Now this is a small-space makeover.
In 2002, a Boston woman named Claudia was the owner of a quaint condo inside a lovely brownstone. For all of its charms, however, the home was tiny, measuring only 319 square feet. Claudia showed off her cramped living quarters on an episode of “The Oprah Winfrey Show,” offering some eye-opening context for exactly how much space she was lacking.
“It takes five paces to get from one side of the room to the other,” Claudia demonstrated back then. “And if you take a little look around, I have exactly four pieces of furniture.”
In addition to the small living space, Claudia’s 6-foot-by-6-foot kitchen was another challenge. Standing in the middle of it, her outstretched arms each touched the cabinets; her bulky-but-essential microwave had to be moved each time she needed to open its door; the oversized appliances couldn’t be open at the same time without hitting each other; and the short cabinets couldn’t contain much stuff, so Claudia resorted to stacking boxes on top of them, up to the ceiling.
So why buy a condo of this size? Potential, Claudia explained.
“I chose this space because it has some of its original features: wide pine floors, high ceilings and lots of light,” she said. “My two biggest complaints, though? Lack of storage and entertaining. How do I have friends over when there’s no place to sit?”
Enter designer (and miracle worker) Nate Berkus.
Working every inch of the small space, Nate completely overhauled Claudia’s condo.
Her disorganized closet became a dual-purpose closet and entertainment center.
Stacks of clutter between the windows were removed to make way for a cute dining area. The new gray table hid folding chairs for additional dinner guests, and the table leaves could extend to create seating for 10 people.
A tall, empty wall got built-in shelving to create a bounty of storage space ― and a nice framing for a comfortable day bed that unfolds easily at night. The new coffee table ― which was on wheels to allow it to move around easily ― also doubled as a wine rack, freeing up some space in the kitchen.

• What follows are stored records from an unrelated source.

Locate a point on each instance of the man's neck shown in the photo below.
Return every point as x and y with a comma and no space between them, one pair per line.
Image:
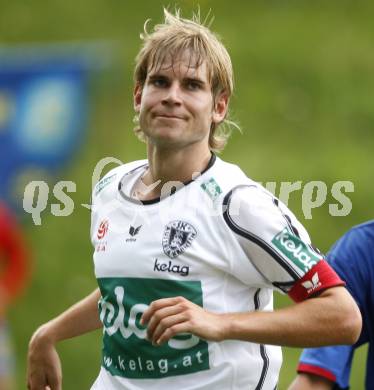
171,165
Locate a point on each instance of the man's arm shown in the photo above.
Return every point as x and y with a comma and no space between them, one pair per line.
44,368
311,382
331,318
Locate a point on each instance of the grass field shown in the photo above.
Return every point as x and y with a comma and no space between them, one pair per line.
304,82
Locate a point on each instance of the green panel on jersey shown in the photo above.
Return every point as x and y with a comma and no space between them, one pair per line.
126,352
295,250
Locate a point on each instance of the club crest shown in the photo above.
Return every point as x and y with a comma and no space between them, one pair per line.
178,236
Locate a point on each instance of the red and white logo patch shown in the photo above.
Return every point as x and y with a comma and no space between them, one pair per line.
103,229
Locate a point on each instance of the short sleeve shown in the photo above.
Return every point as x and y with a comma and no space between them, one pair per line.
276,243
333,363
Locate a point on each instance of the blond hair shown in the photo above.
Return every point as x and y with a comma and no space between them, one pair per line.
172,38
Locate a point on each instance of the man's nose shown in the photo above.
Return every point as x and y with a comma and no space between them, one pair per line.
172,94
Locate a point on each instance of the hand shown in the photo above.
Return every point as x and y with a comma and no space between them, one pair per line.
170,316
43,363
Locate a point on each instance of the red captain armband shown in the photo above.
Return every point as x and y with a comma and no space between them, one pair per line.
315,370
317,279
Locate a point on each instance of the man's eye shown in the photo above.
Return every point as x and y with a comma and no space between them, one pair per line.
193,85
159,82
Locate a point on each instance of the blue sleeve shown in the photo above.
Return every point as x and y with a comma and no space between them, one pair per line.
349,259
333,363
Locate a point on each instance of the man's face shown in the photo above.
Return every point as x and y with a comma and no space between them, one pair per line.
176,106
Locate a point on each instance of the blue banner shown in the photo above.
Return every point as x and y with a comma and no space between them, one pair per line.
43,110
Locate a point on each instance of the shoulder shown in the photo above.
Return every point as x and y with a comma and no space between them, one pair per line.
357,243
352,256
113,177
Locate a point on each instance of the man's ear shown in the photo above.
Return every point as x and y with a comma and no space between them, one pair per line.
220,108
138,90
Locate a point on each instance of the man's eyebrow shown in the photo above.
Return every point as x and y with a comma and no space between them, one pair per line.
194,80
157,76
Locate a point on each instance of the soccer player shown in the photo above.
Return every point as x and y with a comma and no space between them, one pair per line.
352,257
13,276
188,250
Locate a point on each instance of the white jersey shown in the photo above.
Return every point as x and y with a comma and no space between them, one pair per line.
223,242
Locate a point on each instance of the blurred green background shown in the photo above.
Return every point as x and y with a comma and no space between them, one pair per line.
304,98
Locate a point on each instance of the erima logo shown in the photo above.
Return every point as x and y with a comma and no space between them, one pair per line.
313,284
182,270
133,232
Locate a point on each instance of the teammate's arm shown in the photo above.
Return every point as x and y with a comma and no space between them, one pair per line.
44,367
331,318
311,382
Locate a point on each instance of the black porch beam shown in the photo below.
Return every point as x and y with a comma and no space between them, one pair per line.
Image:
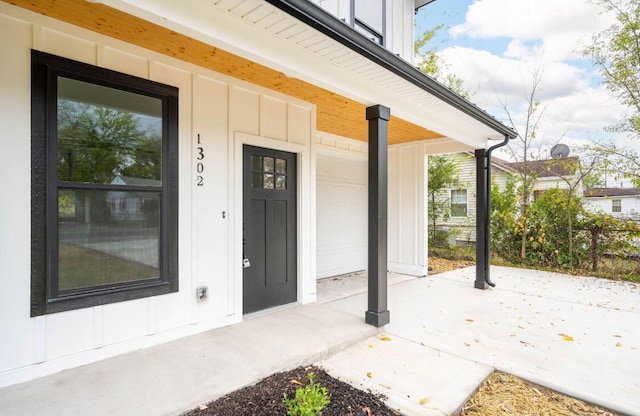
377,313
482,232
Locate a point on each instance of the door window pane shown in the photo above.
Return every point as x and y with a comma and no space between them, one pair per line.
281,182
459,203
256,162
268,181
269,164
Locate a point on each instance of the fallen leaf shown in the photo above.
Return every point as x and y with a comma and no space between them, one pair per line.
567,337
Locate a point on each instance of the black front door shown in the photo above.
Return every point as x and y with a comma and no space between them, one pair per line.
269,228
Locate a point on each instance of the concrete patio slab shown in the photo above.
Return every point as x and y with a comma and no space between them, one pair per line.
417,381
177,376
576,335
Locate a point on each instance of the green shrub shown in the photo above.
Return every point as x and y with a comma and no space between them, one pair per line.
309,400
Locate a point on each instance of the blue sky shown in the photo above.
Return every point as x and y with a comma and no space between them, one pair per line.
496,45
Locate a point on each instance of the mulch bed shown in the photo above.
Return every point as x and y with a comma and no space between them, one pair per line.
503,394
265,397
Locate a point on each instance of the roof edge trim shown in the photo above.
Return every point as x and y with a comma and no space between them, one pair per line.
326,23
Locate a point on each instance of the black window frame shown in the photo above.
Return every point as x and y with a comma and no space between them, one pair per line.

With Claudia’s TV tucked away in her closet/entertainment center, her old TV area transformed into a sitting area/home office. The end table doubled as a desk, storing her laptop when it wasn’t in use.
As for the kitchen, Nate got rid of the short cabinets and instead stacked three rows of cabinets all the way to the ceiling. He also replaced the oversized appliances with ones that were slimmer, which gave him more kitchen space to work with overall.
Upon seeing her new home, Claudia was stunned. “How did you pull this off?” she asked Nate. “I am floored. Thank you, thank you!”